Speculation continues to mount over the metal’s sharp spike, with market sources also suggesting the LME’s delisting of Russian nickel producer Norilsk’s brands a contributing factor.

The LME had announced in October last year it will delist old Norilsk nickel brands within six months.

“There’s definitely a fear about a new round of sanctions in general against Russia, which is driving prices up. As far as we understand, no new sanctions are imminent, and I don’t really understand the price rise today if you just put it down to sanctions,” Daniel Briesmann, analyst at Commerzbank, told Metal Bulletin.

Nickel’s volumes also climbed over the afternoon, reaching 23,000 lots, the most since November 2016.

“The most important factor going forward is the entire EV issue. This morning BHP Billiton said they plan to raise output from Nickel West operations in Australia, which could lead to higher demand. However, nickel’s price rally started in the afternoon, so it is difficult to create a link there,” Briesmann added.
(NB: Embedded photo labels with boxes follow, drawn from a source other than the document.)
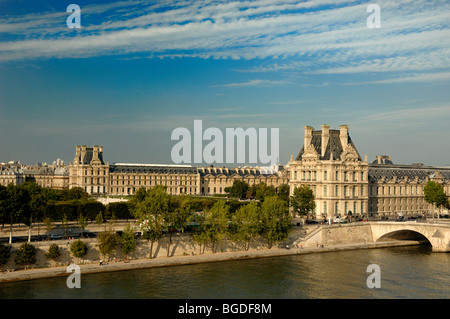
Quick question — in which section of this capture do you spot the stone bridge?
[370,222,450,252]
[293,222,450,252]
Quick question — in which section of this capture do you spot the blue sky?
[0,0,450,165]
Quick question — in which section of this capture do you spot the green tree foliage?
[225,180,249,198]
[70,239,88,259]
[14,243,36,269]
[202,200,229,253]
[120,224,136,259]
[45,244,61,260]
[0,243,11,268]
[5,184,30,243]
[278,184,289,203]
[233,202,262,250]
[261,196,292,248]
[131,185,171,258]
[291,186,316,216]
[97,230,120,259]
[255,183,277,202]
[423,181,449,219]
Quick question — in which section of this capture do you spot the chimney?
[303,126,314,150]
[339,125,348,149]
[91,145,99,162]
[73,145,81,164]
[321,124,330,157]
[80,145,88,164]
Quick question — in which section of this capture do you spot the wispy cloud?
[0,0,450,87]
[213,79,292,87]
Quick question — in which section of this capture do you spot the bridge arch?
[371,222,450,252]
[376,229,432,246]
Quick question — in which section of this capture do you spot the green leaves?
[291,186,316,216]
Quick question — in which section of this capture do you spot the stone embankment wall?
[4,233,267,270]
[294,223,373,248]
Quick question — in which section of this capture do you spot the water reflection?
[0,246,450,299]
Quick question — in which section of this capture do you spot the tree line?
[0,182,133,242]
[131,181,314,258]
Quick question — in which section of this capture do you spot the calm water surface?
[0,246,450,299]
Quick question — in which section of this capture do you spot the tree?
[202,200,228,253]
[255,183,277,202]
[77,214,88,237]
[261,196,292,248]
[0,185,9,228]
[132,185,170,258]
[20,182,47,242]
[0,243,11,268]
[278,184,289,203]
[190,212,208,255]
[97,230,119,259]
[70,239,88,259]
[14,243,36,269]
[5,184,30,244]
[423,181,448,218]
[140,214,164,259]
[225,180,249,198]
[45,244,61,260]
[291,185,316,217]
[234,202,261,250]
[120,224,136,259]
[163,195,192,257]
[43,217,55,240]
[95,212,105,230]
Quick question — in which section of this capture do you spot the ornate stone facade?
[4,125,450,218]
[69,145,288,196]
[288,125,369,217]
[287,125,450,218]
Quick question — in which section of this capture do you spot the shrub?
[15,243,36,269]
[70,239,88,258]
[0,243,11,266]
[45,244,61,260]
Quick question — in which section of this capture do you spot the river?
[0,246,450,299]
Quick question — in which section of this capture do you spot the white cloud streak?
[0,0,450,87]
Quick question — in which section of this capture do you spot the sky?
[0,0,450,166]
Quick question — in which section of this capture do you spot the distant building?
[287,125,450,217]
[69,145,288,195]
[0,125,450,218]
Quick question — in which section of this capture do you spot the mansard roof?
[109,163,198,174]
[198,166,283,177]
[369,164,450,182]
[296,130,362,161]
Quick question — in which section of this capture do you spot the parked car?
[49,234,62,240]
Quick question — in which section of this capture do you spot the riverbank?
[0,240,420,283]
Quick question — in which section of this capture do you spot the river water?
[0,246,450,299]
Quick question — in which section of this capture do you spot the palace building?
[69,145,288,196]
[0,125,450,218]
[287,125,450,217]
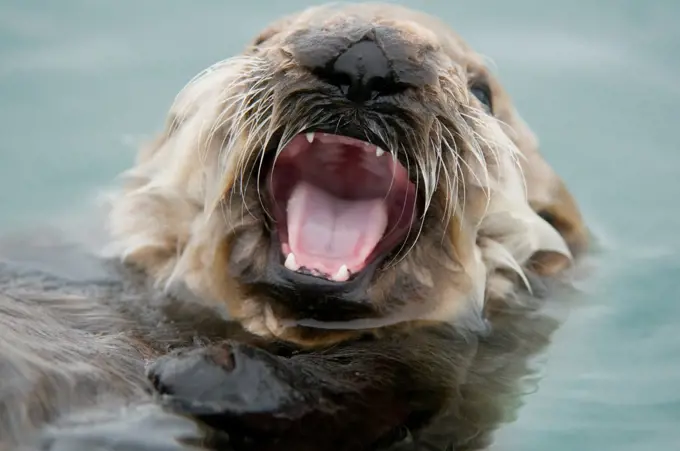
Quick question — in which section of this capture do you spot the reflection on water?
[0,0,680,451]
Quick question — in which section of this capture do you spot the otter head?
[111,5,585,344]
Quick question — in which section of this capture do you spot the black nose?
[322,40,399,102]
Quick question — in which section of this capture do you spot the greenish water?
[0,0,680,451]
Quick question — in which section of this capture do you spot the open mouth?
[268,132,417,282]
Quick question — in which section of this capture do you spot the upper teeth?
[333,265,349,282]
[284,252,300,271]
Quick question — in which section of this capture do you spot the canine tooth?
[333,265,349,282]
[284,252,300,271]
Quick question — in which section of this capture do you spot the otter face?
[111,5,583,343]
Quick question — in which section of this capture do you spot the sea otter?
[0,4,588,451]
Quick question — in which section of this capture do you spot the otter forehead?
[255,3,484,76]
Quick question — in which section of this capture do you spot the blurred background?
[0,0,680,451]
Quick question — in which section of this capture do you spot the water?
[0,0,680,451]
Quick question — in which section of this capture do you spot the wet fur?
[0,5,587,451]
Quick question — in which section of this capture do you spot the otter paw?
[147,342,314,430]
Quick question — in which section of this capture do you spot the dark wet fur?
[0,237,558,451]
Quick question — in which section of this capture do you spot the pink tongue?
[288,182,387,277]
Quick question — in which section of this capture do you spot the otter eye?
[470,83,493,113]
Aluminium’s three-month price continued to rocket throughout the day, closing above $2,500 per tonne for the first time since 2011.

The light metal’s price sentiment continues to find support after US sanctions against Russian aluminium producer Rusal.

Metal Bulletin Research has pointed to a potential overreaction regarding Rusal news, with continued overbuying a hasty response to sanctions.

Elsewhere, the complex recorded strong gains across the board.

Copper’s three-month price climbed back over $7,000 per tonne for the first time since February.

The red metal spent much of March consolidating around $6,800-6,950 per tonne after a volatile trade backdrop continued to affect price sentiment.

Zinc and lead also found support throughout the afternoon, with the former climbing 4.5% at the close.

Base metals rally 

  • The three-month copper price jumped $145 to $7,022 per tonne. Stocks increased a net 1,250 tonnes to 359,275 tonnes. 
  • Aluminium’s three-month price climbed $132 to $2,537 per tonne. Inventories increased 100 tonnes to 1,412,500 tonnes. 
  • The three-month nickel price was up $1,060 at $15,275 per tonne. Stocks were up 1,224 tonnes at 315,678 tonnes. 
  • Zinc’s three-month price increased $139.50 to $3,265 per tonne. Inventories fell 1,725 tonnes to 189,075 tonnes. 
  • The three-month lead price was up $27 at $2,377 per tonne. Stocks were down 25 tonnes at 129,375 tonnes. 
  • Tin’s three-month price was unchanged at $21,475 per tonne. Inventories were also unchanged at 2,015 tonnes.

Currency moves and data releases 

  • The dollar index was down 0.14% at 89.63. 
  • In other commodities, Brent crude oil was up 1.25% at $72.57 per barrel. 
  • In US data on Tuesday, building permits came in at 1.35 million with housing starts at 1.32 million, both above estimates. Capacity utilization was broadly on par with expectations at 78%, while industrial production gained 0.5%, besting forecasts. 
  • In the United States, the Federal Reserve will release its Beige book, while Federal Open Market Committee members William Dudley and Randal Quarles are speaking.